Atherosclerosis is the major cause of cardiovascular disease (CVD), including heart attack and stroke3. Atherosclerosis is characterized by the build-up of fats, cholesterol, and other substances in the artery walls that results in vessel narrowing and reduced blood flow3. Chronic inflammation contributes to the development and progression of atherosclerosis4, and biomarkers for inflammation, such as hsCRP, can be used to predict cardiovascular risk5.
The RESCUE trial met its primary endpoint, showing that after 12 weeks, median levels of hsCRP were significantly reduced with ziltivekimab compared with placebo (77%, 88%, and 92% reduction in those receiving 7.5 mg, 15 mg, and 30 mg of ziltivekimab, respectively, compared to 4% for placebo). The proportion of people achieving both a greater than 50% reduction in hsCRP and hsCRP levels of less than 2 mg/L, a secondary endpoint, was also significantly higher with ziltivekimab than placebo (66%, 80%, and 93% in those receiving 7.5 mg, 15 mg and 30 mg of ziltivekimab, respectively, compared to 4% for placebo). Dose-dependent reductions were also observed for four additional inflammatory biomarkers (fibrinogen, serum amyloid A, haptoglobin, and secretory phospholipase A2). Treatment emergent adverse events were considered to be mild, moderate, or severe and were similar between the placebo and ziltivekimab groups.
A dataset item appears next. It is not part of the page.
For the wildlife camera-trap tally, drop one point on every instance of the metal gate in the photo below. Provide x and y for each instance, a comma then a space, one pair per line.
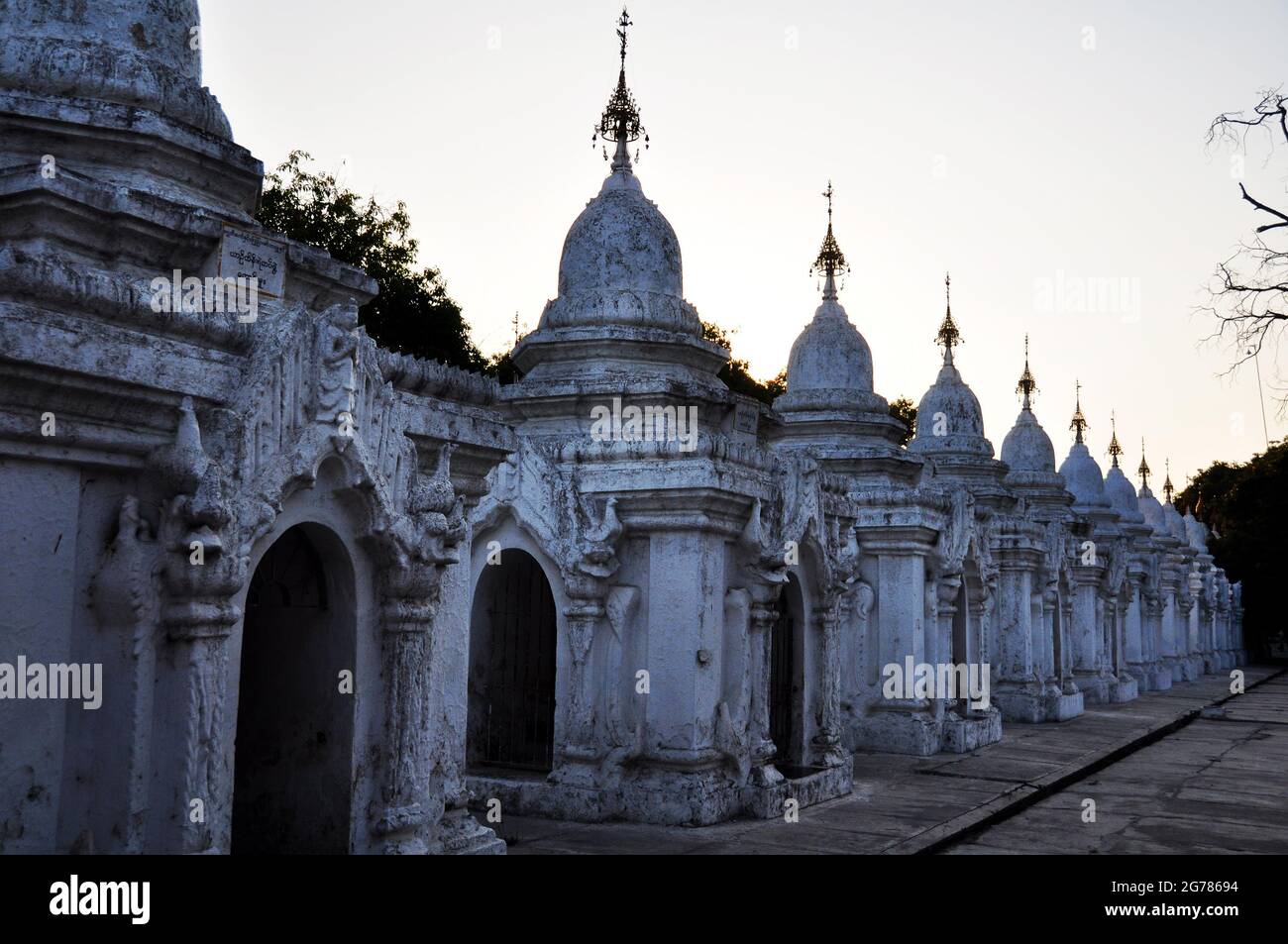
519, 698
781, 674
Ziltivekimab was generally well tolerated, with no unexpected side effects2.
"In the RESCUE trial, ziltivekimab showed significant reductions in inflammatory biomarkers associated with atherosclerosis, including hsCRP," said Paul M. Ridker, director of the Center for Cardiovascular Disease Prevention, Brigham and Women's Hospital, US. "Chronic inflammation is common in people with chronic kidney disease and puts them at increased risk of cardiovascular events, such as heart attack and stroke."
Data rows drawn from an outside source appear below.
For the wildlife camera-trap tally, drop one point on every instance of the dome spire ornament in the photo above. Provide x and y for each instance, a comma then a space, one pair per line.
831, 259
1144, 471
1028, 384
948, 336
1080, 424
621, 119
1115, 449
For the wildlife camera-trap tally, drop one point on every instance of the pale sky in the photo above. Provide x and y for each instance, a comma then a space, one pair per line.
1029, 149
CVD is the number one cause of morbidity and mortality globally6. It is responsible for one-third of all deaths worldwide, 85% of which are caused by heart attack and stroke3. Furthermore, approximately half of all deaths in people with CKD are due to CVD-related complications7, meaning those with CKD are more likely to die from CVD than progress to end-stage renal disease8.
"We are very encouraged by these promising phase 2 data, which is an important step towards a new potential anti-inflammatory treatment approach for people living with atherosclerotic CVD and CKD," said Martin Holst Lange, executive vice president for Development at Novo Nordisk. "Based on these results, we are planning to progress ziltivekimab to a large-scale phase 3 cardiovascular outcomes trial to further assess its potential, as we continue to advance our commitment in cardiovascular disease."